Tell us your story – how did you get here?
I was in the process of moving from Sydney to Barcelona (to open a restaurant with a friend of mine) and stopped off in Bali for two months. Whilst here, I did some work at KU DE TA to help them out over their high season, and from there was offered a full time job. That was 15 years ago…
What accomplishment are you most proud of?
Besides my family, I would have to say opening Mason with my partners. It started small and we have managed to grow it into a business we are all really proud of.
What impact have you made in Bali?
Not sure I can say I’ve had an impact on Bali! But I hope the restaurants that I’ve worked on are appreciated and seen as a positive contribution to the Bali dining scene.
What does 2022 look like for you?
It’s looking to be a very busy year. We have two restaurant openings this year, and we’re preparing for another opening in Flores in 2023. First will be Mason Uluwatu around July, second will be a new “wood fire and wine centred” concept in Pererenan opening in October, and the Flores project will be a part of the Mawatu development, though the concept is still in the development stages.
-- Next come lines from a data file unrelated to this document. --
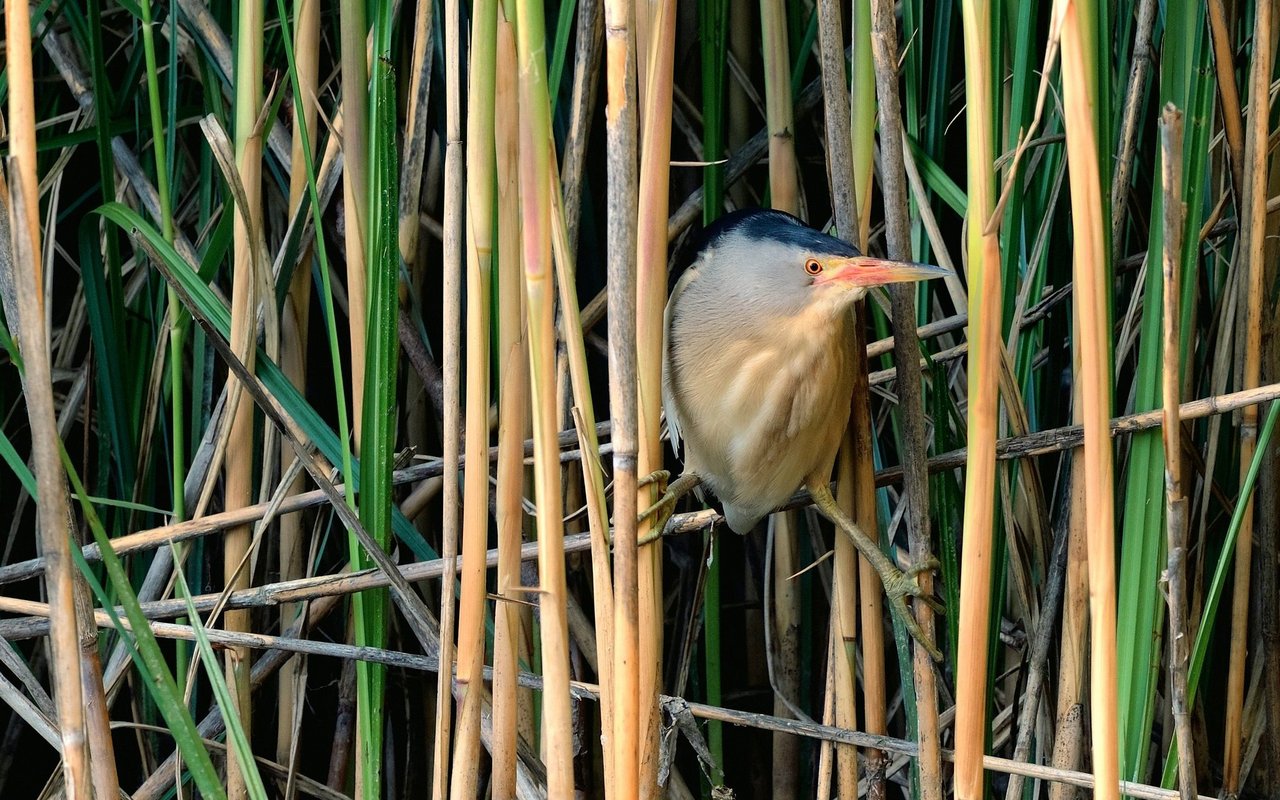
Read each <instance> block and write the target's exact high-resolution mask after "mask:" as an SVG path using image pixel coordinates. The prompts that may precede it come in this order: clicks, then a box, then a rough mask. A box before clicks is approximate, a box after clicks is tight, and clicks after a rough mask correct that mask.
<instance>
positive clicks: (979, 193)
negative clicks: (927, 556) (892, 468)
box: [955, 0, 1001, 800]
mask: <svg viewBox="0 0 1280 800" xmlns="http://www.w3.org/2000/svg"><path fill="white" fill-rule="evenodd" d="M961 10H963V17H964V54H965V104H966V109H968V111H966V114H965V128H966V132H968V155H969V157H968V164H969V214H968V224H966V232H968V242H966V252H968V269H969V335H968V339H969V370H968V375H969V394H968V397H969V408H968V417H969V419H968V430H969V447H968V456H966V460H965V461H966V468H965V500H964V532H963V535H964V543H965V548H964V556H963V561H961V566H960V608H959V609H957V612H956V613H959V614H960V634H959V643H960V646H959V650H957V666H956V723H955V739H956V772H955V792H956V797H959V800H977V799H978V797H982V783H983V781H982V756H983V742H984V740H986V727H987V724H986V713H987V628H988V623H989V618H991V575H992V563H991V552H992V538H993V536H995V530H993V527H995V485H996V458H995V456H996V448H995V443H996V433H997V411H998V408H997V407H998V402H1000V339H1001V306H1000V298H1001V275H1000V242H998V238H997V236H996V232H993V230H988V225H987V220H988V218H989V215H991V214H992V211H993V210H995V201H996V175H995V172H993V161H995V151H993V148H995V138H993V132H992V120H991V109H992V108H993V105H992V96H991V92H992V67H991V59H992V58H993V56H992V52H991V27H992V19H991V5H989V3H988V1H987V0H965V1H964V3H963V4H961Z"/></svg>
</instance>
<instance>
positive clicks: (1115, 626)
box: [1056, 0, 1120, 799]
mask: <svg viewBox="0 0 1280 800" xmlns="http://www.w3.org/2000/svg"><path fill="white" fill-rule="evenodd" d="M1056 12H1057V13H1061V15H1062V17H1061V19H1062V104H1064V113H1065V114H1066V120H1065V127H1066V148H1068V165H1069V168H1070V186H1071V221H1073V229H1074V233H1075V237H1074V242H1075V250H1074V253H1073V256H1074V257H1073V266H1074V269H1073V274H1074V278H1075V289H1076V305H1075V315H1076V334H1078V335H1079V339H1078V342H1076V347H1078V348H1079V351H1080V362H1079V378H1078V380H1079V383H1080V399H1082V402H1083V408H1082V412H1083V413H1082V420H1083V424H1084V502H1085V506H1087V520H1088V534H1087V538H1088V558H1089V563H1088V572H1089V643H1091V646H1089V654H1091V655H1089V676H1091V692H1089V694H1091V713H1089V722H1091V726H1089V727H1091V731H1092V750H1093V774H1094V778H1096V781H1097V786H1096V790H1094V796H1097V797H1103V799H1107V797H1119V796H1120V795H1119V783H1120V744H1119V731H1117V728H1119V721H1117V710H1119V703H1117V699H1116V576H1115V497H1114V475H1112V463H1111V436H1110V435H1107V428H1108V425H1110V419H1111V342H1110V332H1111V325H1110V314H1108V310H1107V305H1108V303H1107V285H1108V283H1110V280H1111V274H1110V269H1108V259H1107V247H1106V233H1105V228H1103V224H1105V223H1103V220H1102V209H1103V197H1102V184H1101V178H1100V173H1098V132H1097V119H1096V116H1094V108H1096V106H1094V101H1096V96H1097V92H1098V87H1097V83H1096V76H1094V74H1093V73H1092V70H1091V65H1092V63H1093V55H1092V54H1094V52H1096V50H1093V49H1092V47H1093V45H1094V44H1096V41H1097V37H1098V32H1097V31H1096V29H1094V28H1093V27H1092V26H1093V20H1094V19H1096V17H1093V14H1094V10H1093V6H1092V3H1089V1H1088V0H1084V1H1071V0H1066V1H1065V3H1062V4H1061V5H1060V6H1059V9H1056Z"/></svg>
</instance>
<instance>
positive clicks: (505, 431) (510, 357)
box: [492, 10, 529, 800]
mask: <svg viewBox="0 0 1280 800" xmlns="http://www.w3.org/2000/svg"><path fill="white" fill-rule="evenodd" d="M497 76H498V77H497V84H495V91H494V102H495V106H497V111H495V119H504V120H511V119H517V116H518V114H520V108H518V105H517V101H516V33H515V29H513V27H512V23H511V20H509V19H508V18H507V17H506V14H504V13H502V10H499V18H498V54H497ZM494 136H495V138H497V143H495V145H497V146H495V156H497V168H498V381H499V384H498V485H497V490H495V492H497V495H495V511H497V521H498V595H499V596H502V598H511V596H512V593H513V591H515V590H516V589H517V588H518V586H520V562H521V552H520V544H521V538H522V536H521V532H522V524H524V509H522V508H521V499H522V498H524V481H525V465H524V438H525V424H526V413H525V406H526V403H527V402H529V361H527V355H526V352H525V307H524V298H525V292H524V285H522V282H524V275H522V274H521V268H520V191H518V186H517V179H518V172H517V159H518V157H520V154H518V142H517V140H516V127H515V125H511V124H495V125H494ZM518 654H520V605H517V604H516V603H512V602H499V603H498V604H497V605H495V609H494V639H493V709H494V714H493V748H492V754H493V796H494V799H495V800H511V799H512V797H515V796H516V746H517V741H518V732H517V728H516V726H517V714H516V709H517V705H518V704H520V700H521V698H520V695H518V694H517V689H516V673H517V672H518Z"/></svg>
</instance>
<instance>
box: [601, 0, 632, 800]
mask: <svg viewBox="0 0 1280 800" xmlns="http://www.w3.org/2000/svg"><path fill="white" fill-rule="evenodd" d="M634 28H635V12H634V9H632V5H631V1H630V0H605V1H604V31H605V69H607V74H605V78H607V108H605V136H607V137H608V138H607V147H605V150H607V154H605V157H607V160H608V187H607V198H608V200H607V206H608V211H607V215H608V220H607V227H608V228H607V233H605V236H607V248H608V255H609V257H608V282H609V284H608V308H609V315H608V326H609V419H611V421H612V424H613V431H612V440H613V518H614V525H616V527H614V531H613V547H614V549H613V667H612V671H613V692H612V694H613V701H612V703H611V704H609V705H611V707H612V708H605V709H602V710H603V714H605V716H608V717H611V724H609V727H608V730H607V732H605V737H607V739H605V749H607V750H608V751H609V753H611V754H612V756H611V759H612V769H613V781H611V782H609V785H608V786H607V787H605V791H607V796H608V797H609V799H611V800H614V799H616V800H637V797H639V796H640V785H639V780H640V707H639V703H640V653H639V648H640V607H639V602H640V600H639V584H637V580H639V577H637V575H639V573H637V568H639V564H637V559H639V553H637V545H636V522H635V518H636V506H637V497H636V483H637V471H636V470H637V434H636V385H637V383H636V347H635V342H636V261H635V253H636V202H637V196H636V159H635V154H636V147H637V134H636V122H637V113H636V73H635V50H634V41H632V31H634Z"/></svg>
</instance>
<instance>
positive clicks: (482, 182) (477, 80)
mask: <svg viewBox="0 0 1280 800" xmlns="http://www.w3.org/2000/svg"><path fill="white" fill-rule="evenodd" d="M497 26H498V0H483V1H480V3H476V4H475V6H474V9H472V14H471V49H470V55H471V58H470V60H468V67H470V79H468V86H467V148H466V160H467V184H466V192H467V206H466V273H467V291H466V298H467V319H466V325H467V329H466V330H467V334H466V335H467V342H466V352H467V385H466V398H467V401H466V443H465V448H466V449H465V454H466V467H465V468H463V486H462V595H461V600H460V604H458V644H457V664H458V667H457V673H458V677H457V681H458V684H457V689H456V691H457V692H458V718H457V726H458V730H457V735H456V740H454V746H453V776H452V782H451V787H449V796H451V797H454V799H456V800H462V799H470V797H474V796H475V795H476V788H477V786H479V783H480V767H481V759H480V707H481V704H483V701H484V699H485V696H486V692H485V690H484V682H483V677H481V676H483V671H484V652H485V643H484V636H485V594H486V585H485V584H486V570H485V563H484V553H485V550H486V549H488V544H489V458H488V453H489V422H488V417H489V349H490V347H489V292H490V285H489V284H490V280H489V278H490V268H492V261H493V202H494V195H493V186H494V168H495V164H494V157H495V152H494V147H495V145H494V137H495V132H494V119H495V114H494V91H495V86H494V82H495V68H497V33H498V29H497Z"/></svg>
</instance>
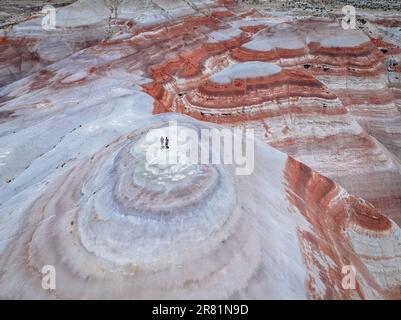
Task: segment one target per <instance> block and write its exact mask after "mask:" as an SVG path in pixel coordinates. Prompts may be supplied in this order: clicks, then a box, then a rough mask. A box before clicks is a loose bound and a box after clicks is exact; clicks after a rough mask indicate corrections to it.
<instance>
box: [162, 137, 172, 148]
mask: <svg viewBox="0 0 401 320" xmlns="http://www.w3.org/2000/svg"><path fill="white" fill-rule="evenodd" d="M160 147H161V149H164V148H166V149H169V148H170V147H169V145H168V137H166V138H163V137H160Z"/></svg>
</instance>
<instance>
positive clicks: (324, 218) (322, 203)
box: [285, 157, 401, 299]
mask: <svg viewBox="0 0 401 320" xmlns="http://www.w3.org/2000/svg"><path fill="white" fill-rule="evenodd" d="M285 176H286V179H287V193H288V199H289V201H290V202H291V203H292V204H293V205H294V206H295V207H296V208H297V209H298V210H299V212H301V213H302V214H303V216H304V217H305V218H306V220H307V221H308V222H309V224H310V228H309V229H308V230H302V229H299V238H300V241H301V243H302V246H303V253H304V259H305V264H306V266H307V269H308V282H307V286H308V289H309V295H310V298H312V299H355V298H359V299H364V298H365V297H366V296H370V297H372V294H373V296H376V297H380V298H388V299H394V298H396V299H400V298H401V286H400V285H399V283H398V281H397V274H395V277H394V274H385V272H384V270H383V269H381V270H374V268H375V265H376V263H377V262H378V261H380V262H381V263H384V264H388V265H391V264H392V263H394V264H395V261H396V260H397V251H395V252H393V253H392V255H389V256H387V257H384V256H381V257H377V256H376V253H375V246H378V245H380V242H385V241H386V240H387V239H391V237H392V236H394V235H395V234H394V229H393V227H392V223H391V221H390V220H388V219H387V218H386V217H384V216H383V215H381V214H380V213H379V212H378V211H377V210H376V209H375V208H374V207H373V206H372V205H370V204H369V203H367V202H365V201H363V200H361V199H357V198H355V197H353V196H350V195H348V194H346V193H344V190H342V188H341V187H339V186H338V185H337V184H335V183H334V182H333V181H331V180H330V179H327V178H325V177H323V176H321V175H319V174H317V173H316V172H313V171H312V170H311V169H310V168H308V167H307V166H305V165H303V164H302V163H300V162H298V161H295V160H294V159H292V158H291V157H289V159H288V161H287V166H286V170H285ZM305 185H306V186H307V187H306V188H305ZM361 243H363V244H364V245H365V247H364V249H363V250H364V252H363V254H361V255H358V254H357V253H356V251H357V252H358V251H359V248H360V246H358V247H356V246H357V244H358V245H359V244H361ZM395 248H398V246H397V244H396V243H395ZM358 253H361V252H358ZM389 261H392V262H389ZM349 265H352V266H353V267H354V268H355V275H356V288H355V289H356V290H347V289H346V288H343V287H342V285H339V284H340V283H342V280H343V279H344V276H345V273H342V270H343V267H344V266H349ZM383 278H385V279H384V281H383Z"/></svg>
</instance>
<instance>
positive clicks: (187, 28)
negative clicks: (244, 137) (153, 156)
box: [0, 0, 401, 299]
mask: <svg viewBox="0 0 401 320" xmlns="http://www.w3.org/2000/svg"><path fill="white" fill-rule="evenodd" d="M57 18H58V19H57V29H56V30H54V31H45V30H43V29H42V28H41V24H40V19H33V20H30V21H27V22H24V23H21V24H19V25H17V26H15V27H14V28H12V29H11V30H7V31H4V32H3V34H2V35H1V38H0V66H1V67H0V84H1V85H2V87H0V178H1V180H0V297H1V298H45V299H54V298H56V299H71V298H122V299H143V298H178V299H188V298H219V299H223V298H238V299H246V298H253V299H265V298H278V299H291V298H295V299H391V298H398V299H399V298H401V238H400V236H401V230H400V225H401V162H400V161H401V160H400V156H401V129H400V128H401V125H400V124H401V116H400V109H401V94H400V92H401V82H400V81H399V73H400V71H401V70H400V69H399V67H398V65H397V64H396V63H398V62H399V61H400V60H401V50H400V45H401V41H400V36H399V35H398V37H397V36H391V35H392V33H389V31H388V29H389V28H394V26H393V24H391V26H388V25H386V24H385V23H383V19H384V18H383V19H382V18H381V17H380V16H375V17H373V16H371V17H369V19H368V22H367V23H366V26H365V27H364V28H365V29H366V28H370V29H371V30H373V31H372V32H371V33H369V32H367V31H366V30H365V29H364V30H360V29H358V30H343V29H342V28H341V27H340V25H339V23H338V22H336V21H332V20H328V19H321V18H304V19H295V18H294V17H292V16H291V15H290V14H284V13H273V12H261V11H257V10H254V9H249V8H247V7H245V6H241V5H238V4H236V3H235V2H231V1H206V2H205V1H188V2H187V1H183V2H182V1H164V0H156V1H152V2H146V1H124V2H123V3H122V4H121V6H120V8H119V14H118V19H117V20H115V21H114V20H113V21H112V26H111V27H112V29H113V30H114V31H113V32H112V34H107V37H106V35H105V33H104V28H105V26H107V25H108V23H109V21H110V20H109V10H108V8H106V7H105V6H104V4H103V1H100V0H99V1H86V0H81V1H77V2H76V3H74V4H73V5H70V6H68V7H65V8H61V9H58V12H57ZM392 21H396V22H397V21H401V16H394V17H392ZM108 27H110V26H108ZM389 59H392V60H394V61H393V62H395V63H393V64H392V65H391V66H389V65H388V61H389ZM170 112H172V113H170ZM170 120H175V121H177V122H178V124H179V125H180V126H181V127H186V126H189V127H191V128H195V129H196V130H200V129H202V128H221V127H229V128H238V127H240V128H252V129H254V130H255V132H256V137H257V141H256V147H255V168H254V171H253V172H252V174H250V175H247V176H237V175H235V173H234V168H233V165H213V164H210V165H194V167H193V168H191V170H192V171H191V172H195V174H192V173H191V175H189V174H188V175H187V174H186V173H187V171H186V170H187V168H184V167H180V166H177V167H174V168H173V169H174V170H173V172H175V173H174V174H173V176H171V174H170V173H171V172H170V171H168V172H164V171H163V170H161V171H160V180H158V181H159V182H160V185H157V184H156V183H155V182H154V181H153V180H152V179H148V178H144V177H145V175H144V174H145V173H147V174H148V173H149V172H147V170H148V169H147V166H146V165H145V163H144V157H143V154H142V153H141V152H140V151H138V150H140V148H139V147H138V146H139V145H141V143H143V141H144V136H145V134H146V133H147V132H148V131H149V130H150V129H151V128H163V127H165V126H166V125H167V124H168V121H170ZM199 120H201V121H199ZM142 174H143V175H142ZM149 174H150V173H149ZM176 181H179V183H176ZM166 195H168V198H167V200H166ZM166 202H167V204H166ZM44 265H53V266H54V267H55V268H56V271H57V288H56V289H55V290H43V289H42V287H41V279H42V276H43V275H42V273H41V269H42V267H43V266H44ZM348 265H352V266H353V267H354V268H355V272H356V287H355V288H354V289H351V290H350V289H345V288H344V287H343V286H342V280H343V277H344V274H343V273H342V270H343V267H344V266H348Z"/></svg>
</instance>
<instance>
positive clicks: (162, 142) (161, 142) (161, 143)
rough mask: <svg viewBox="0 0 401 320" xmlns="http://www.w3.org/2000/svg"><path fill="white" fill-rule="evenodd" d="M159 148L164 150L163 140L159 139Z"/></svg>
mask: <svg viewBox="0 0 401 320" xmlns="http://www.w3.org/2000/svg"><path fill="white" fill-rule="evenodd" d="M160 148H161V149H164V138H163V137H160Z"/></svg>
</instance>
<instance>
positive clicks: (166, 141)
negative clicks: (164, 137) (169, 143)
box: [166, 137, 170, 149]
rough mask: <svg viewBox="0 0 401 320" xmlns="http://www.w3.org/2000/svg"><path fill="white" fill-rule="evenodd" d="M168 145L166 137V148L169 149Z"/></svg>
mask: <svg viewBox="0 0 401 320" xmlns="http://www.w3.org/2000/svg"><path fill="white" fill-rule="evenodd" d="M169 148H170V147H169V146H168V137H166V149H169Z"/></svg>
What do you love most about Bali?
I’d have to say the people; the Balinese are what makes the island so unique and amazing. There are so many stunning islands around the world, but for me, none compare to Bali with its beautiful people and culture.
If you could choose your last ever meal, what would it be?
The turbot cooked over charcoal from Elkano restaurant in Getaria, Spain (Basque Country)
Who is your Local Legend and why?
I would have to say Gary from Sungai Watch. What he has achieved with Sungai Watch is beyond impressive. They have been so proactive in their approach and have created the kind of impact that I never thought possible…. Legend!